Stefan Zweig'in Bir Yüreğin Çöküşü Öyküsüne Psikanalitik Bir Yaklaşım

Abstract
Stefan Zweig, Bir Yüreğin Çöküşü öyküsünde karısına ve kızına yabancılaşan yaşlı bir iş insanının hayatından kesit sunar. Tüm hayatını ailesinin maddi refahı için hırsla çalışarak geçiren Salomonsohn, karısının ve kızının kendine ihanet ettiği düşüncesiyle derin bir boşluğa düşer ve tüm yaşamını acı çekerek sorgulamaya başlar. Toplumun kendisine verdiği baba ve koca rollerini başarılı bir şekilde yerine getiren Salomonsohn ailesinin taleplerini yerine getiren biri olmaktan öteye gidememiştir. Ailesinin ondan gizli bir hayatının var olabileceği ihtimali bedensel olarak zayıf olan karakteri ruhsal olarak da zayıflatır.

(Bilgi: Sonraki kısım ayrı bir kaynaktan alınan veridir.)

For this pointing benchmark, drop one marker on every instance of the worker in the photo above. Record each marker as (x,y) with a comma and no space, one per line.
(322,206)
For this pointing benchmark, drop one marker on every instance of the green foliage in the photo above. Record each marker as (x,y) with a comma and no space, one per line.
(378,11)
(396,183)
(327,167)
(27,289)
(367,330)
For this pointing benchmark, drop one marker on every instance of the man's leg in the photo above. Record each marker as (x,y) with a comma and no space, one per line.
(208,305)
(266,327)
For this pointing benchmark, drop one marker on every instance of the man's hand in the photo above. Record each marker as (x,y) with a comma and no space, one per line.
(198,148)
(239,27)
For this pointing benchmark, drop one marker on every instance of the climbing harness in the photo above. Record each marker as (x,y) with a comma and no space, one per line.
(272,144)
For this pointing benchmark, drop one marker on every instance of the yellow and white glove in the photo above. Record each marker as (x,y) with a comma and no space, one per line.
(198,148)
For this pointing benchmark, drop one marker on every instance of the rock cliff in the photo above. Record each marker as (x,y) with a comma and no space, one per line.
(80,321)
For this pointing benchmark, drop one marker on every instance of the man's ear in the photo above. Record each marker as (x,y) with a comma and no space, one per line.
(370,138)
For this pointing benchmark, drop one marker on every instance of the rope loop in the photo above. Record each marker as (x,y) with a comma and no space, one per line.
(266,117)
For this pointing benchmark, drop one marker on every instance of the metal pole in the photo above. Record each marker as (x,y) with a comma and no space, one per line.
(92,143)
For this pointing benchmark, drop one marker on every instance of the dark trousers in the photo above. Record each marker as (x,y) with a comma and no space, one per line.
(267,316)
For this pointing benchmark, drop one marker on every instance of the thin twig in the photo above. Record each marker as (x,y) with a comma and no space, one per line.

Bu çalışmanın amacı kendini ve dünyayı hayatının son anlarında büyük bir hayal kırıklığıyla sorgulayan yaşlı adamın içsel dünyasına psikanalitik bir gözlem yapmaktır. Bu gözlemi yaparken Jean Paul Sartre’ın varoluşçuluk yorumundan, Sigmund Freud’un fallik ve Carl Jung’un gölge kavramlarından faydalandım. Varoluşçu psikiyatrinin Türkiye’deki öncü isimlerinden Engin Geçtan’ın bu konudaki yazılarına referanslar vererek olay örgüsünü ve karakter analizini yaptım. Zweig’ın bu öyküde dikkat çektiği şey modern bireyin dünyası tesadüfen öğrendiği bir gerçekle alt üst olabilmektedir ve ilişkileri sağlam bir zeminde götüren şey aslında insanların taktığı maskelerdir. Modern dünyada tüm ilişkiler geçicilik ve kırılganlık temellidir.